Fiber slows the absorption of sugar in the blood, promotes regular bowel movements and evens out digestion. Healthy fiber intake can also help reduce the risk of colon cancer.

With a cup of boiled, fresh pumpkin and more than 3 g of canned pumpkin with almost 7 g of fiber source, adding pumpkin to your daily diet can help a person increase fiber quantity.

Pumpkin varieties

various pumpkins
  • 100-year-old pumpkin
  • Winter Sweet
  • Chocolate gourd
  • The little baby
  • Amazon
  • Ambar
  • Australian butter pumpkin
  • New Zealand pumpkin
  • Banana gourd
  • Butter nut
  • drills
  • Hubard's pumpkin  
  • Muscat de Provnace
  • Moore gold
  • Rose pumpkin   
  • Course 
  • Spafeti pumpkin 
  • Turkish berry pumpkin
  • Uchiki who
  • Zekt nut
  • Bare seeds
  • Melon pumpkin
  • Orange dessert pumpkin

Read more about them here >>

Interesting facts about pumpkins

  • Each pumpkin produces about 500 seeds.
  • Cinderella popularized pumpkins. The fairy turned the pumpkin into a carriage to take the cinderella to the prince's ball.
  • Pumpkins were first named pumpkins by the French researcher Jacques Cartier in 1584.
  • Pumpkins grow everywhere except Antarctica.
  • Pumpkins were not always popular on Halloween. The tradition of cutting pumpkins on Halloween began with a frightening Irish folk tale about a man named Skop Jack.
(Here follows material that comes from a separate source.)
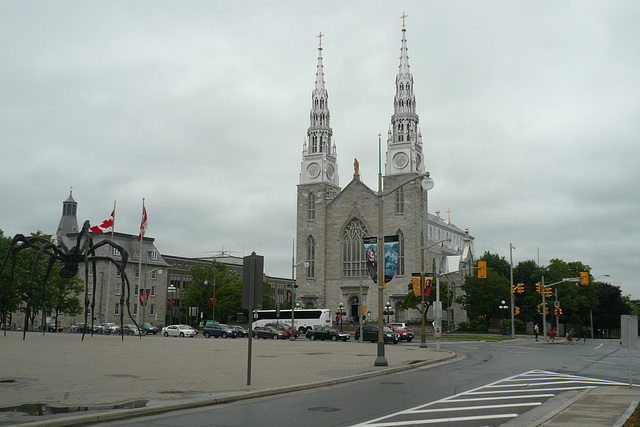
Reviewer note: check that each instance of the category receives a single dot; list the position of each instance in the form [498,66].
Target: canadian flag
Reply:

In Ireland and Scotland, people began cutting faces in root vegetables such as turnips and beets to scare away evil spirits. Immigrants who moved to the United States brought this tradition with them.
  • Yellowish-orange flowers that bloom on pumpkin vines are edible.
  • The pumpkin was most likely served on the first Thanksgiving, celebrated by pilgrims and Indians in 1621.
  • The oldest American pumpkin pie was very different from what we enjoy today. Pilgrims and early settlers made pumpkin pie by displaying a pumpkin, filling the shell with milk, honey and spices and baking it.
  • The early settlers dried the pumpkin shells, cut them into strips and pina mats.
  • "World Pumpkin Capital" is Morton, Illinois. Libby pumpkin industry home.
  • Illinois has the largest number of pumpkins. It harvests about 12 hectares of pumpkin each year.
  • Pumpkins were once considered a remedy for freckles and snake bites.
  • Natural medicine experts have shown that the use of pumpkin seeds in men reduces prostate disorders risk.